Continental Drifter -- One Word In Ten

Continental Drifter -- One Word In Ten

The apparent fluency of many non-native English speakers can lead the unwary into costly communication breakdowns.

Late in the 1920s, the American writer Ring Lardner sailed to Europe on a German steamship. Sitting in a deck chair one day, Lardner was asked by a steward if he cared for something to drink.

"Dry martini," he replied. And the steward promptly brought him three martinis.

Lardner saw only comedy in the steward's confusion between the English "dry" and the German "drei," which, of course, means "three." But his two extra martinis illustrate a potential pitfall faced by native-English speakers who conduct business with individuals around the globe.

It is the nature of the human animal to jabber unthinkingly at high speed when speaking in his own language, largely because everyone, everywhere, is most accustomed to talking to people who are equally agile in the same tongue. All of us tend to forget that we've spent lifetimes absorbing the ins and outs of our particular lingo. Which is why native-English speakers so often assume that the seemingly fluent English speakers we encounter in other countries can follow every word we say.

They can't.

A Chinese acquaintance in Shanghai who for years has done business with Americans, Britons and Australians admitted to me that he has endless problems in this regard. To my ear his English is nearly flawless. Yet when he is in a meeting with three or more English speakers he gets overwhelmed by their use of slang and abbreviations, their allusions to aspects of Western popular culture about which he could not possibly know, and the speed and sheer relentlessness of their fustian.


Read more by Mark Gottlieb.

"When I am talking to one person or two, it is fine," my friend said. "When I am with more, I understand only one word in ten."

Think what it would be like to understand only a tenth of what was being said to you in a business meeting and you begin to see just how monumental a problem this can be.

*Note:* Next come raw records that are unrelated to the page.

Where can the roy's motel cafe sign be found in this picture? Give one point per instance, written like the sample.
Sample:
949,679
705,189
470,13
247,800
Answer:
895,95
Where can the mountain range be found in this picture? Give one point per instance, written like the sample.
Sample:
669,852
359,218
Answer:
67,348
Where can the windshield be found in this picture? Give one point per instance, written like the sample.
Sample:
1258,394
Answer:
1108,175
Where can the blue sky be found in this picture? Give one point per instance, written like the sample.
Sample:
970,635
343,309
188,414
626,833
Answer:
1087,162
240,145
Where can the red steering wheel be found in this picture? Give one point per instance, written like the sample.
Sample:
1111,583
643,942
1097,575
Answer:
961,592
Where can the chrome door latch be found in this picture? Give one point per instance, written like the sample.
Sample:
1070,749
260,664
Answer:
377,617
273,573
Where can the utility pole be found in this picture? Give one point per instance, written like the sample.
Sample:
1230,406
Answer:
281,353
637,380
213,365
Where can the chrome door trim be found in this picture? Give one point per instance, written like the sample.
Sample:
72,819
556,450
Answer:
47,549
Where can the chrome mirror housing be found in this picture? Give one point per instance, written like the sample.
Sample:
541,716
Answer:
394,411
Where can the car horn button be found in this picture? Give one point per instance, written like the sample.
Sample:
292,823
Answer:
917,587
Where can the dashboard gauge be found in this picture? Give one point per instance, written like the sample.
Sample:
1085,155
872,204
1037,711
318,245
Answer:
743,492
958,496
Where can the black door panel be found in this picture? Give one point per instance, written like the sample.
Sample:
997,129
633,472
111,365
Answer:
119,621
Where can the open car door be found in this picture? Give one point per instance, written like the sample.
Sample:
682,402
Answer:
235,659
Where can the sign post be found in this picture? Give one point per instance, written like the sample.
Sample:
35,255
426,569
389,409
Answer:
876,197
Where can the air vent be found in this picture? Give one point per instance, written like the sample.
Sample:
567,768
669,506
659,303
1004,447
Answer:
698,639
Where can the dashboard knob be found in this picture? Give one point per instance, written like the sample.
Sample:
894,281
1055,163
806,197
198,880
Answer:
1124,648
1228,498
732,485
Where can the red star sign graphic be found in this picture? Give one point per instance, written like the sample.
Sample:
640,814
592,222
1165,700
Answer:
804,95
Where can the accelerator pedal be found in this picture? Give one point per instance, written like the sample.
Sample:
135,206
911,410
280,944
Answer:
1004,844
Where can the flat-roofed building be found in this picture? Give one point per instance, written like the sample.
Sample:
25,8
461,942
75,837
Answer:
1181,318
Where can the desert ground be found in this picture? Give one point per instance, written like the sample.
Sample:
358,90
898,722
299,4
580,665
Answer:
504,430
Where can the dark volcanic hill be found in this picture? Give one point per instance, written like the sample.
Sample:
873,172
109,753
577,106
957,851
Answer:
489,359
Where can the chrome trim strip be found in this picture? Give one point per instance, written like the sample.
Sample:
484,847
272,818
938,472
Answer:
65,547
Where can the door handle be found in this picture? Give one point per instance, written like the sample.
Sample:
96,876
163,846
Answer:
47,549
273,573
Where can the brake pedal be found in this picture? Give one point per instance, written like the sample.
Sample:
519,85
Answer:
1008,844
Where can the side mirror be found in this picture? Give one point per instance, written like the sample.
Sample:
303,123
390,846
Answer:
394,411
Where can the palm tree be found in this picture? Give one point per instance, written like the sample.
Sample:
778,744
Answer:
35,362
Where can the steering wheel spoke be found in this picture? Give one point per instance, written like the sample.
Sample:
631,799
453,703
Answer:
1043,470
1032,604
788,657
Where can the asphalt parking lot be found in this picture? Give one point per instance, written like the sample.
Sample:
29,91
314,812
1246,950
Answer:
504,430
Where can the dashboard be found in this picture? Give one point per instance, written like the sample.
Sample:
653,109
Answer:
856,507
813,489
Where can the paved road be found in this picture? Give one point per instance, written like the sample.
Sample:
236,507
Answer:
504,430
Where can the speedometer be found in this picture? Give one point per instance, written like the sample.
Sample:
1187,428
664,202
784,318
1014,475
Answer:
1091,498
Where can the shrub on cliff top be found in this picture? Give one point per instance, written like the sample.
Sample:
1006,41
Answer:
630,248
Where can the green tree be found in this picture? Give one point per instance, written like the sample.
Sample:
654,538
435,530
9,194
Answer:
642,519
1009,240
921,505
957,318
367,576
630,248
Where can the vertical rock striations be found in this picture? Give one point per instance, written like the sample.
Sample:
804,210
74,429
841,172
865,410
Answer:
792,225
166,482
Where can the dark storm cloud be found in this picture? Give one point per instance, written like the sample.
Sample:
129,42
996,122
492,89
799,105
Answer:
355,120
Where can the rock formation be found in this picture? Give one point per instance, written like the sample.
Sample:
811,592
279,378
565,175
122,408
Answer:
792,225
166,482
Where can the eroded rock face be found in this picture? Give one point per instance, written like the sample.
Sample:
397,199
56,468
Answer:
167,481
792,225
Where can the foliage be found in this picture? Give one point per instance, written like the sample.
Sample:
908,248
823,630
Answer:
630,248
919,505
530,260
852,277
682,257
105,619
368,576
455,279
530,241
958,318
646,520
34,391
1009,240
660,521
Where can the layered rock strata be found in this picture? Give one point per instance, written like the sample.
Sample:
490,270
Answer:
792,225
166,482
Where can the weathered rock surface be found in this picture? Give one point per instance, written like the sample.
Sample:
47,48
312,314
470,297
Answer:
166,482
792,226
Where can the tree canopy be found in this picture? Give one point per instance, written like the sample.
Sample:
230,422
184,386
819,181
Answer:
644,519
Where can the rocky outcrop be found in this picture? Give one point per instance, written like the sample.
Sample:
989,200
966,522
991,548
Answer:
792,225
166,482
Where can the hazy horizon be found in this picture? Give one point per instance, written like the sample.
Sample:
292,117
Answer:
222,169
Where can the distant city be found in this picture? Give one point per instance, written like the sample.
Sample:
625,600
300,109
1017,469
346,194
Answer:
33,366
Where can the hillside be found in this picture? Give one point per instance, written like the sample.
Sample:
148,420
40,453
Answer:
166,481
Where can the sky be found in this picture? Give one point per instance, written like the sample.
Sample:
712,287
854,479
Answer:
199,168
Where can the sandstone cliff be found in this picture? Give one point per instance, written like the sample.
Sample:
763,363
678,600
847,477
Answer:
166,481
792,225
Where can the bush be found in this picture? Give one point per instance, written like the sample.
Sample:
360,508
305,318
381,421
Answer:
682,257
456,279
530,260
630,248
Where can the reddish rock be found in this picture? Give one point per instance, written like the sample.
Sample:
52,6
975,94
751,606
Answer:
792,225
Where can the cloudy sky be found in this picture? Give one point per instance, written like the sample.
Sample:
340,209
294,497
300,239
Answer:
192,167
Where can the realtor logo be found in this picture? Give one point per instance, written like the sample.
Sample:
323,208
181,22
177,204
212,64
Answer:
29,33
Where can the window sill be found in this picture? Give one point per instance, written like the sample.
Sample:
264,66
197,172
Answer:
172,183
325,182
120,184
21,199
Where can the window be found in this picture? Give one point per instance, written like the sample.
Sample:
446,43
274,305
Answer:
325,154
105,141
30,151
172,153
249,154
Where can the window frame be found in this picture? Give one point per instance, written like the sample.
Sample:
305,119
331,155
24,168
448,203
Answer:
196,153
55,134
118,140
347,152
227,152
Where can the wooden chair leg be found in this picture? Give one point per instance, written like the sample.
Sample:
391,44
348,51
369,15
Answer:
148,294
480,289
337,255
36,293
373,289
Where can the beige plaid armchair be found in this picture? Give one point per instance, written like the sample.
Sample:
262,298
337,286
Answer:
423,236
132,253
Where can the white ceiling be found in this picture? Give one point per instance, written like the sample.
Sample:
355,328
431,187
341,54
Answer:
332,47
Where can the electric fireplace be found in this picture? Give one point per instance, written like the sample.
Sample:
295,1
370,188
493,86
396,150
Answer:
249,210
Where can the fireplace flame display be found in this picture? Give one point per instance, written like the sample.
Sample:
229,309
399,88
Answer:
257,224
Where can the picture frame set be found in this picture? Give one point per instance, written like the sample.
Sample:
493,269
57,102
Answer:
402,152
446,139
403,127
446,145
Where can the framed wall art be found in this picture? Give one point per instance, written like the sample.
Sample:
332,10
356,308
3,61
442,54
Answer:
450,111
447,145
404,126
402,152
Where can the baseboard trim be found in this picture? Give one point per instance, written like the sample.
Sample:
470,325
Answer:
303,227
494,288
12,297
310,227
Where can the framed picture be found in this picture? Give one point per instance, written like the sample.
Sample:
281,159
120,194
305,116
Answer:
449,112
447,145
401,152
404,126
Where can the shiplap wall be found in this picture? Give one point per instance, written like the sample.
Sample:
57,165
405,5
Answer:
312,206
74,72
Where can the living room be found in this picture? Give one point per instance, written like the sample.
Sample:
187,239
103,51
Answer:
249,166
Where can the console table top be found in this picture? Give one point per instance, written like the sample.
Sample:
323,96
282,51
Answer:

A wise native-English speaker can minimize the misery with a little foresight. When dealing with foreign business acquaintances, speak more slowly than normal. (Half-speed is good; three-quarter speed will do.) Consider the point you want to make before you open your mouth and try to choose the simplest words to convey it. Avoid slang and technical terms whenever possible.

Above all, keep in mind that the precise meaning of your words may not be getting through. Ask and ask again if your listener truly understands what you are saying.

One other thing: Lay off the jokes. Humor seldom translates well, as the experience of some German-speaking European acquaintances attests.

On their first trip to San Francisco, my friends wanted to explore a town in nearby Marin County. They found a bus that would ostensibly take them there, but to make sure they asked the driver.

"Does this bus go to Mill Valley?" they said.

"Is the Pope Catholic?" said the driver.

My friends looked at each other blankly.

"Yes, he is," they replied. "But does this bus go to Mill Valley?"